Maliyah and Aubriauna were each under the age of 2 that ill-fated summer day when the Taylors forgot them in an SUV outside their residential daycare following an afternoon field trip. While Maliyah, 21 months, was pronounced dead that day at Roosevelt General Hospital, Aubriauna survived and left a Texas hospital soon after her second birthday. Her recovery is ongoing, prosecutors said.

The Taylors, who were handcuffed Tuesday afternoon and brought directly into custody, are scheduled for a sentencing hearing March 4. Their attorney Tye Harmon will then file an appeal, he said, maintaining the jury was misinformed as to the requirements for a conviction since his clients were unaware of their “tragic accident” but acted immediately once that changed.

“Obviously, they are emotional,” he told The News. “We understood this was a possibility, however as I’ve stated we’re very confident in the appeal process.”

Harmon next month will also request his clients be released on bond pending an appeal, which Mowrer can approve or deny based on her own assessment of the likelihood of the case being reversed. Reeb said she remains confident in the case she brought forward.

“There’s been some controversy in the community about whether they should be prosecuted or not prosecuted. I always felt that the facts were strong, I always believed that they were reckless, I always felt that if you pay someone to watch your child, that you would expect them to be watching your child,” she told The News. “Our office did a lot of investigation after the fact, after the arrest, and that’s when we started seeing all of what I believed to be serious violations of (New Mexico Children, Youth and Families Department) policies.”
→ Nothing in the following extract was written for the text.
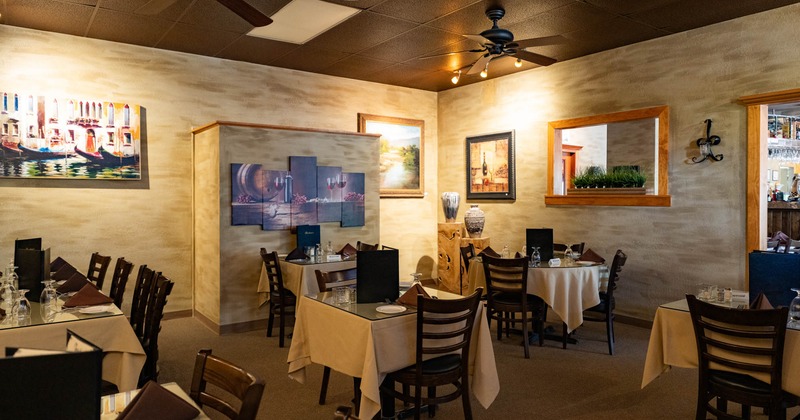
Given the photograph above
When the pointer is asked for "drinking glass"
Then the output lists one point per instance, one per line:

In researching the case, Reeb said she didn’t find many similar cases in the state or even the nation at large. In the past 20 years there have been “a total of 10 Pediatric Vehicular Heatstroke (PVH) deaths” in New Mexico, said a San Jose State University meteorologist tracking cases over the decades, and only one of those (in 2012) may have involved a daycare. Jan Null collects nationwide data on such incidents at: noheatstroke.org

“I believe this case will be some case precedent for sure, something that will be looked at for years on,” Reeb said. “I was pleased with the verdict because of the work that was put into this case, and to see how happy Kristen and Erika were was just such a great feeling that reminds me why I do this job.”